Medical experts have warned for months that the United States lags far behind other countries in coronavirus research, both in terms of speed and completeness of approach. In early December, the discovery of a faster spread of COVID-19 in the UK made urgent the need for genetic sequencing that will help determine whether treatment regimens and vaccines remain effective against new mutations in the virus.
In the US, the first case of British variant B.1.17 was discovered in Colorado in December, and since then at least 15 states have identified strains. Public health experts say it is likely to spread unseen here, a victim of the country’s delayed COVID-19 sequencing campaign, and warned that other new domestic variants could move without anyone’s knowledge.
It is estimated that the United States will lag behind more than 30 nations in their sequencing effort, according to a Broad Institute analysis of the GISAID Global Database.
But Colorado, where the first case of the fastest-spread variant was found in the US, is rushing to reverse this trend.
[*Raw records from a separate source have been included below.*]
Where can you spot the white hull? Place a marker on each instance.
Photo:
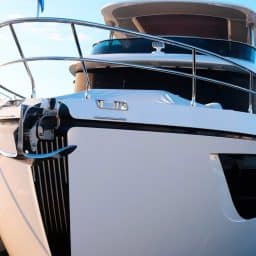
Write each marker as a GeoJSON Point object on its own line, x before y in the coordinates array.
{"type": "Point", "coordinates": [151, 193]}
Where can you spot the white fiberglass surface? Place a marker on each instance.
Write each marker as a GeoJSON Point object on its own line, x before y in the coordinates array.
{"type": "Point", "coordinates": [149, 193]}
{"type": "Point", "coordinates": [160, 108]}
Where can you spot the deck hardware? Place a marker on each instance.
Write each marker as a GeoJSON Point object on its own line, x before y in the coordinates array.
{"type": "Point", "coordinates": [88, 85]}
{"type": "Point", "coordinates": [113, 105]}
{"type": "Point", "coordinates": [33, 94]}
{"type": "Point", "coordinates": [160, 40]}
{"type": "Point", "coordinates": [193, 100]}
{"type": "Point", "coordinates": [158, 46]}
{"type": "Point", "coordinates": [250, 108]}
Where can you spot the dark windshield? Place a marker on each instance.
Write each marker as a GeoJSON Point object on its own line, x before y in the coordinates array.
{"type": "Point", "coordinates": [141, 45]}
{"type": "Point", "coordinates": [129, 78]}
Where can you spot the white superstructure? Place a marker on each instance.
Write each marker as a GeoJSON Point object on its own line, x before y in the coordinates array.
{"type": "Point", "coordinates": [155, 152]}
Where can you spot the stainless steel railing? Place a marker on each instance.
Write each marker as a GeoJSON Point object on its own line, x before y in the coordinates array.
{"type": "Point", "coordinates": [73, 23]}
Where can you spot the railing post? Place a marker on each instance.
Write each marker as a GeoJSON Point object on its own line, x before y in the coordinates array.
{"type": "Point", "coordinates": [250, 109]}
{"type": "Point", "coordinates": [33, 93]}
{"type": "Point", "coordinates": [193, 100]}
{"type": "Point", "coordinates": [88, 84]}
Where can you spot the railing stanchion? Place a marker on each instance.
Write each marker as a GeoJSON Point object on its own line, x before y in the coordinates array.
{"type": "Point", "coordinates": [193, 101]}
{"type": "Point", "coordinates": [33, 94]}
{"type": "Point", "coordinates": [250, 110]}
{"type": "Point", "coordinates": [88, 85]}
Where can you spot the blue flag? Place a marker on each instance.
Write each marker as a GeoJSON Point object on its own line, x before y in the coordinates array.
{"type": "Point", "coordinates": [41, 4]}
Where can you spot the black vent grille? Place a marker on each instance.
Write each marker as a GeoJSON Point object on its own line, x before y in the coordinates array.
{"type": "Point", "coordinates": [52, 189]}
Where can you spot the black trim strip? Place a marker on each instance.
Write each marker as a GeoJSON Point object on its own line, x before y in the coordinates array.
{"type": "Point", "coordinates": [154, 128]}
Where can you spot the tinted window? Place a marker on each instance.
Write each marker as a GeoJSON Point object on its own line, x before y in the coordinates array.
{"type": "Point", "coordinates": [140, 45]}
{"type": "Point", "coordinates": [128, 78]}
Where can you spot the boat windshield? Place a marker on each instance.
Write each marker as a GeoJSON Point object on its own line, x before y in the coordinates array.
{"type": "Point", "coordinates": [140, 45]}
{"type": "Point", "coordinates": [129, 78]}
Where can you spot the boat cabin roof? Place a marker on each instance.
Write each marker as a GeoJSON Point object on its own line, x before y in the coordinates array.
{"type": "Point", "coordinates": [217, 20]}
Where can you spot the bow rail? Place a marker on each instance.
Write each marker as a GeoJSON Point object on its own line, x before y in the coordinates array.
{"type": "Point", "coordinates": [73, 23]}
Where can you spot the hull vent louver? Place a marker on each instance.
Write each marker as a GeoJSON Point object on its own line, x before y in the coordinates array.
{"type": "Point", "coordinates": [52, 189]}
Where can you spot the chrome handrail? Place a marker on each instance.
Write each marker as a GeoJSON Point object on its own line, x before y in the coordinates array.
{"type": "Point", "coordinates": [74, 22]}
{"type": "Point", "coordinates": [125, 64]}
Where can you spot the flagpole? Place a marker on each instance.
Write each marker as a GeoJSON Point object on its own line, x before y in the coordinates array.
{"type": "Point", "coordinates": [38, 7]}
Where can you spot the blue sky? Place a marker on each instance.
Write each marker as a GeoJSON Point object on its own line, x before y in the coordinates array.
{"type": "Point", "coordinates": [51, 78]}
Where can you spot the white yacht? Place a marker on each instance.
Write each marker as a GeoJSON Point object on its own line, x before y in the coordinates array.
{"type": "Point", "coordinates": [155, 151]}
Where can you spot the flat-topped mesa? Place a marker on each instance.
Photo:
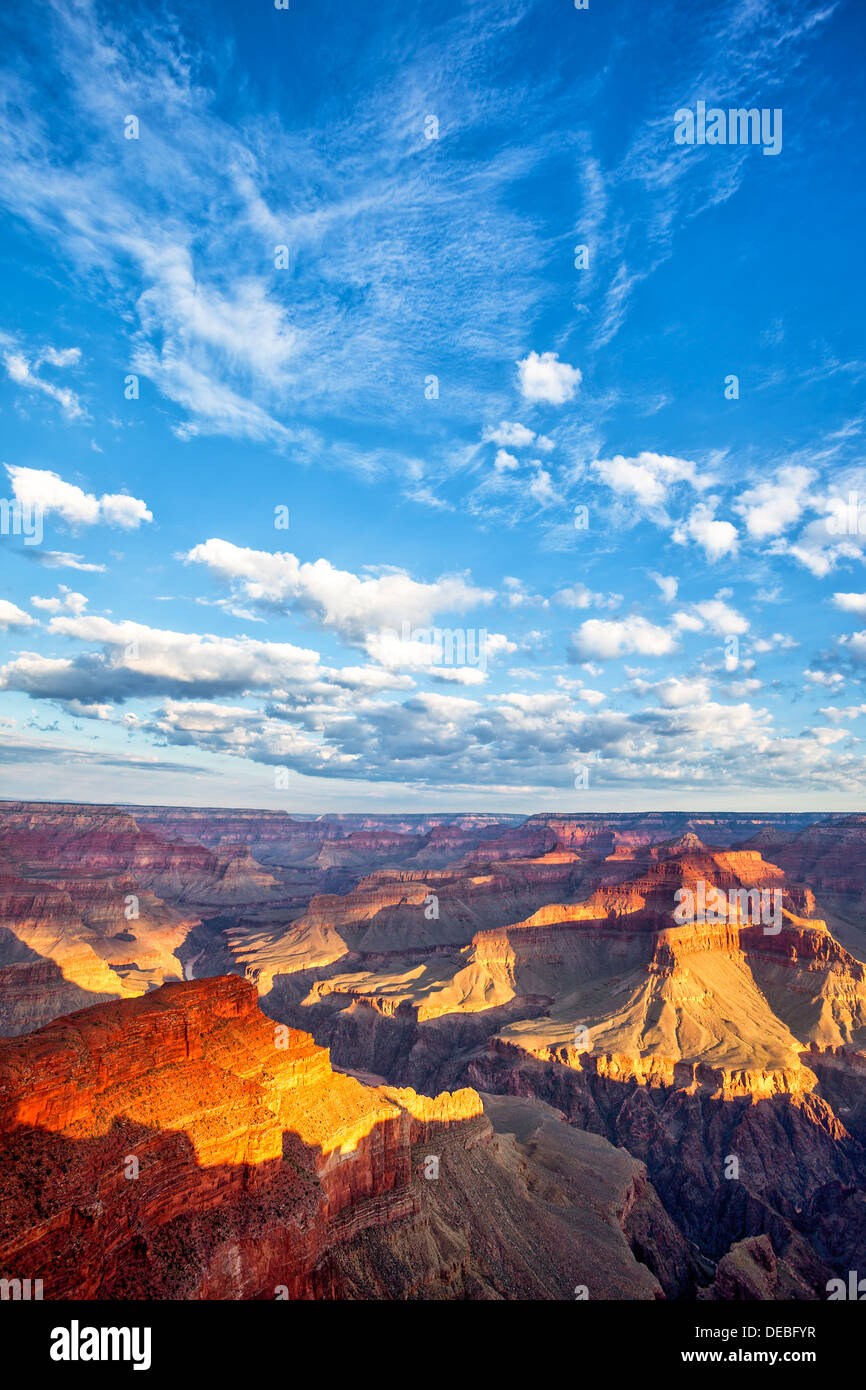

The state has expanded its public health staff and equipment to accelerate its efforts. Its laboratories have identified the genetic sequencing of 1,400 samples so far and are tracking the sequencing of approximately 200 samples per week.
The sequencing process involves extracting and analyzing unique genetic information from a virus sample to look for mutations. These findings help public health researchers track the spread of certain variants of the disease. While mutations are frequent and often harmless, variant B.1.17 appears to spread more easily than previous strains. Both Pfizer and Moderna have said they believe their vaccines will continue to be effective against it.
Even before the Colorado case was identified, laboratories in the state health department conducted diagnostic tests that could immediately signal potential evidence of one of the characteristic mutations of the British variant. It also prepared staff for new procedures to speed up the search for fast-moving errors.
Emily Travanty, scientific director at the Colorado Department of Public Health and the Environment, said she was “really lucky” that the sample of the first case from the United Kingdom to the United States entered her laboratory.
“We don’t have all the samples in the whole state of Colorado, so the sample came here to us and we were looking for some kind of luck,” Travanty said.
Some states have struggled to follow suit. The increasing number of coronavirus cases has forced laboratories to choose between testing the diagnosis of the local population and sequencing the virus, a resource-intensive process that can take several days.
“More than anything else, sequencing has been reduced to staffing,” said Kelly Wroblewski, director of infectious diseases at the Association of Public Health Laboratories (APHL). She said APHL had heard from laboratories frustrated by the “incredibly tight” supply used for both sequencing and other laboratory work.
Researchers at the University of California, Los Angeles were among those who dropped out of sequencing last year on the back of a COVID peak in Southern California.
“We just didn’t have the capacity,” Omai Garner, director of clinical microbiology in the UCLA health system, told CBS News.
“The people I would use for that sequencing are the same people who did the diagnostic tests,” Garner added.
As the Trump administration comes to an end, senior transitional officials in Biden say stepping up sequencing will be a key priority in funds requested from Congress as part of the proposal to rescue President-elect COVID-19.
In November, the Centers for Disease Control and Prevention announced it was expanding its capacity to collect and sequence coronavirus samples from health authorities across the country. Samples sent to CDC labs identified the first cases of B.1.1.7 in several states, including Texas, Indiana and Pennsylvania, state public health officials told CBS News.
This month, Illumina and LabCorp announced new CDC contracts to sequence samples of SARS-CoV-2, the virus that causes COVID-19. Illumina has since identified 51 of the first 54 cases of variant B.1.1.7 in the country.
The CDC also announced in December that it is releasing approximately $ 15 million in funding to support local sequential efforts through the Epidemiology and Laboratory Capacity (ELC) program, which has been rolled out to some public health front-line laboratories. of the pandemic.
A spokesman for the Massachusetts State Public Health Laboratory said the agency received $ 3.4 million in ELC funds, which were allocated for new staff, equipment and supplies. In Utah, officials said the CARES Act funding and an ELC grant of about $ 176,000 helped the state increase its sequencing capacity to about 3,000 samples a day. And in Arkansas, a spokesman said he expects their ELC money to be “soon.”
“They, like us, are growing fast,” Travanty told the CDC. She says the CDC has now doubled the amount of evidence it has asked states for its strain surveillance program.